The Urgency to Achieve an Inclusive Economy in the Bay Area
Whether Bay Area residents like it or not, city leaders across the country are watching how this high-tech region grapples with the consequences of dizzying economic growth — expensive housing, stark inequalities and congestion, to name a few. While the most obvious policy failures may lie with transportation and housing, focusing on the built environment alone is insufficient. The economy matters too. Increasing the availability of good-paying jobs and training more local workers for stable careers can help residents earn enough to keep pace with the region’s rising cost of living. This region is adept at attracting talented workers from across the world to take lucrative positions in fast-growing tech-savvy companies. Yet more must be done to help existing residents access quality jobs in the innovation economy and in the industries that support it.

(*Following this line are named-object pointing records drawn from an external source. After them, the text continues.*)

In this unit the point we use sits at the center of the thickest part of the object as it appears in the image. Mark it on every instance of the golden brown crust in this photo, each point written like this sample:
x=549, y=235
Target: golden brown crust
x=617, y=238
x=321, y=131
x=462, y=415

The Bay Area confronts two futures: one in which innovation and economic growth continue to drive social upheaval and inequities; and another in which leaders in business, government and the civic sector work together to help everyone in the region to participate in — and contribute to — economic growth. As America’s undisputed capital of the innovation economy, though, the Bay Area stands apart. Its path in the years ahead could serve as an exemplar to other regions for how to navigate economic inclusion in the 21st century — or as a cautionary tale.
In pursuing the second future, leaders across the region would do well to understand the economic challenges we face, and to consider a wider set of strategies that can make the Bay Area a center of innovation and inclusion.